From this stage onwards EmbryoCV sees more focussed analyses targeted at quantifying particular traits or responses such as heart rate or classification of lethal end points.
To quantify heart rate, the following scripts can be used. Output for all embryos is stored in a hrdata.npy file at the location savePath, together with a PDF summary for each embryo describing the model fitting. The ontogeny of heart function in Radix balthica follows a segmented relationship and consequently a segmented model is fitted, whereas for Orchestia gammarellus a linear model is used. See below for an example of the model output for Radix balthica. If the user finds the model fit suboptimal they can use the customisable parameters to refine either for all embryos or just for specific embryos. Any changes are then saved to the hrdata.npy results file.

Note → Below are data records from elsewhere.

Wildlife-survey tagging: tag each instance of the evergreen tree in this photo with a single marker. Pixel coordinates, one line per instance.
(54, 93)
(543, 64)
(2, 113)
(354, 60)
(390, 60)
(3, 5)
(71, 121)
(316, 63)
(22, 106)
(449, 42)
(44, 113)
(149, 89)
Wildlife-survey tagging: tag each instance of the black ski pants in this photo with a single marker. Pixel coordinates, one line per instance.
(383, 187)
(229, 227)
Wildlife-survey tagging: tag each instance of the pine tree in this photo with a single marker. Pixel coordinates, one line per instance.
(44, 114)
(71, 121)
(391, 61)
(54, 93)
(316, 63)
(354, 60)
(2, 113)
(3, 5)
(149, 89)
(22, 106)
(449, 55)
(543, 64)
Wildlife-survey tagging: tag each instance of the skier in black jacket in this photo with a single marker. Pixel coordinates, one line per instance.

analysis.measureHeartRateForAllEmbryos(savePath) analysis.measureHeartRateForSpecificEmbryos(embryos,savePath) # The measureHeartRate functions incorporate a large number of tunable parameters to optimise model fitting. See manual for more detail.
How is EmbryoCV structured?
EmbryoCV has a modular internal structure, consisting of the modules dataHandling, imageAnalysis, eggUI, dataIntegration, dataAnalysis and the parent module EmbryoCV. However, this complexity is irrelevant to users unless they are looking to customise or develop EmbryoCV.